Sunday, 17 February 2013

Software development Life Cycle


SDLC

The systems development life cycle (SDLC), or software development process in systems engineering, information systems and software engineering, is a process of creating or altering information systems, and the models and methodologies that people use to develop these systems software engineering, the SDLC concept underpins many kinds of software development methodologies. These methodologies form the framework for planning and controlling the creation of an information system.


The Systems development life cycle (SDLC) is a process used by a systems analyst to develop an information system, training, and user (stakeholder) ownership. The SDLC aims to produce a high quality system that meets or exceeds customer expectations, reaches completion within time and cost estimates, works effectively and efficiently in the current and planned Information Technology infrastructure, and is inexpensive to maintain and cost-effective to enhance.
Computer systems are complex and often (especially with the recent rise of service-oriented architecture) link multiple traditional systems potentially supplied by different software vendors. To manage this level of complexity, a number of SDLC models or methodologies have been created, such as "waterfall"; "spiral"; "Agile software development"; "rapid prototyping"; "incremental"; and "synchronize and stabilize".


                                              

Waterfall-model



The waterfall model is a sequential design process, often used in software development processes, in which progress is seen as flowing steadily downwards (like a waterfall) through the phases of Conception, Initiation, Analysis, Design, Construction, Testing, Production/Implementation, and Maintenance.
The waterfall development model originates in the manufacturing and construction industries; highly structured physical environments in which after-the-fact changes are prohibitively costly, if not impossible.
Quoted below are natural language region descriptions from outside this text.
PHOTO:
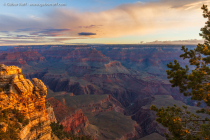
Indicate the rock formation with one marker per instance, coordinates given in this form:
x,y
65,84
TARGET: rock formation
x,y
20,95
71,119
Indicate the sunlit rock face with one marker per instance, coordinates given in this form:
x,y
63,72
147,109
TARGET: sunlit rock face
x,y
29,99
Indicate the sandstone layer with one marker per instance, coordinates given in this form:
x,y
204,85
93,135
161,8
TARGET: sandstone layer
x,y
19,94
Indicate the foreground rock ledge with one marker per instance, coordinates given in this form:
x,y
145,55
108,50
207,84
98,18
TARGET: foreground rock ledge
x,y
20,94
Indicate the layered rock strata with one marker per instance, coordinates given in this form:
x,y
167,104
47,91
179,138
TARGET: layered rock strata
x,y
18,93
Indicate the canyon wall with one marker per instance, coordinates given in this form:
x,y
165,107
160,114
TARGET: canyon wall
x,y
25,103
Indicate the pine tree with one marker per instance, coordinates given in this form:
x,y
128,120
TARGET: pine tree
x,y
182,124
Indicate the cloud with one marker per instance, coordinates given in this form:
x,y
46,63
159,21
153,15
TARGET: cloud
x,y
50,32
182,42
86,33
135,19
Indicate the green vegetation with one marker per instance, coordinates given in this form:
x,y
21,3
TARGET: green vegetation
x,y
182,124
57,129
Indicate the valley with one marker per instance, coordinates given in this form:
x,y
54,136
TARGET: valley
x,y
103,90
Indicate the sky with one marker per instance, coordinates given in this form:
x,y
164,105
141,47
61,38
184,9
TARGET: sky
x,y
63,22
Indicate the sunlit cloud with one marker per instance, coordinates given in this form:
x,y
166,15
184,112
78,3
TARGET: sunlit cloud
x,y
128,19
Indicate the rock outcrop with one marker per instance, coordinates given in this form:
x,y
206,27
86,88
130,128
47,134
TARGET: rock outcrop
x,y
72,120
20,95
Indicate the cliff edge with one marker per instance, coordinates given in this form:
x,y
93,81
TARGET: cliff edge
x,y
22,106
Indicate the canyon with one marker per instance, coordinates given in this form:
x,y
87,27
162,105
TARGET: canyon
x,y
92,84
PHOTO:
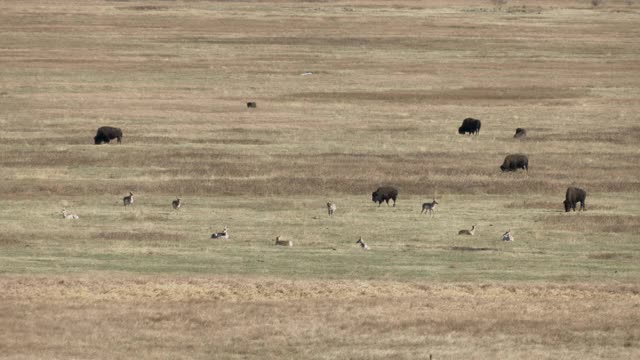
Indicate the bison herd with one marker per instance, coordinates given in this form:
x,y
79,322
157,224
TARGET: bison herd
x,y
471,126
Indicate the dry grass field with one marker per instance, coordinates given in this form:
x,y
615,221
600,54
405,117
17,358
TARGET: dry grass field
x,y
391,82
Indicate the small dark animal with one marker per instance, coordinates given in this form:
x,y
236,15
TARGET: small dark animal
x,y
514,162
470,125
520,133
128,200
385,193
573,196
107,133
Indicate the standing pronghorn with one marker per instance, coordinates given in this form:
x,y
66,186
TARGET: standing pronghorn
x,y
362,244
221,235
331,208
468,232
281,242
507,236
176,203
430,207
69,216
128,200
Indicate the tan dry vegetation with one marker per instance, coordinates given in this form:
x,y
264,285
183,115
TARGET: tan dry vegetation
x,y
391,83
267,318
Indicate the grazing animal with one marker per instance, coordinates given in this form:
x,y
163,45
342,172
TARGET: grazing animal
x,y
221,235
128,200
385,193
520,133
107,133
470,126
429,207
514,162
331,208
573,196
468,232
69,216
362,244
176,204
280,242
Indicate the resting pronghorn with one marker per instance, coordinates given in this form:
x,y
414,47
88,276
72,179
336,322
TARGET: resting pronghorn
x,y
128,200
429,207
331,208
221,235
362,244
176,203
283,242
69,216
507,236
467,232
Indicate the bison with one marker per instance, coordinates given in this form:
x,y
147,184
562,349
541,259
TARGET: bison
x,y
107,133
470,125
520,133
385,193
514,162
573,196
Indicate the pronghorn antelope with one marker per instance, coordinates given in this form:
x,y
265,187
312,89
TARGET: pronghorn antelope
x,y
362,244
128,200
176,204
331,208
221,235
68,215
467,232
429,207
283,242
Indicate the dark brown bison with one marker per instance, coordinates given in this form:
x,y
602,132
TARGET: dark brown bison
x,y
385,193
107,133
573,196
470,125
514,162
520,133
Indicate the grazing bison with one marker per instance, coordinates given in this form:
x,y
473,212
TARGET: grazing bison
x,y
514,162
574,195
520,133
106,134
470,125
385,193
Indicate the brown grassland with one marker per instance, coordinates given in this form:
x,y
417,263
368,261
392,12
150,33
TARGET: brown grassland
x,y
391,82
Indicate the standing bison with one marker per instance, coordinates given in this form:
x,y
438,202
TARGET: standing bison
x,y
574,195
385,193
514,162
107,133
520,133
470,125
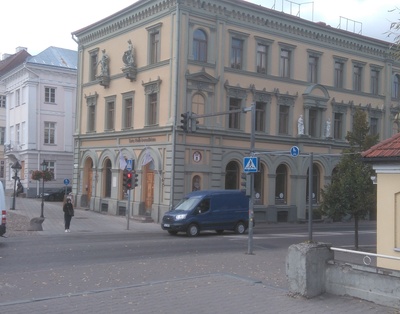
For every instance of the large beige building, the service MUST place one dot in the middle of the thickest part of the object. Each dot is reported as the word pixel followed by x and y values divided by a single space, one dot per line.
pixel 142 67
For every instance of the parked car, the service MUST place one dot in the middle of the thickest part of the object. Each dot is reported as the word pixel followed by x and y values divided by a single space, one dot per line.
pixel 57 195
pixel 217 210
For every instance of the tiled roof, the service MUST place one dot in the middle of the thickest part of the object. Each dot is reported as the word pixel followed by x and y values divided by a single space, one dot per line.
pixel 388 149
pixel 55 56
pixel 13 61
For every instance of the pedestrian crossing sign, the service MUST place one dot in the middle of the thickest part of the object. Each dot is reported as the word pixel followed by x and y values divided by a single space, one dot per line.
pixel 250 164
Since no formal software development methodologies existed at the time, this hardware-oriented model was simply adapted for software development.[1]
The first known presentation describing use of similar phases in software engineering was held by Herbert D. Benington at Symposium on advanced programming methods for digital computers on 29 June 1956.[2] This presentation was about the development of software for SAGE. In 1983 the paper was republished[3] with a foreword by Benington pointing out that the process was not in fact performed in a strict top-down fashion, but depended on a prototype.


                                                 

V-model


The V-model represents a software development process (also applicable to hardware development) which may be considered an extension of the waterfall model. Instead of moving down in a linear way, the process steps are bent upwards after the coding phase, to form the typical V shape. The V-Model demonstrates the relationships between each phase of the development life cycle and its associated phase of testing. The horizontal and vertical axes represents time or project completeness (left-to-right) and level of abstraction (coarsest-grain abstraction uppermost), respectively.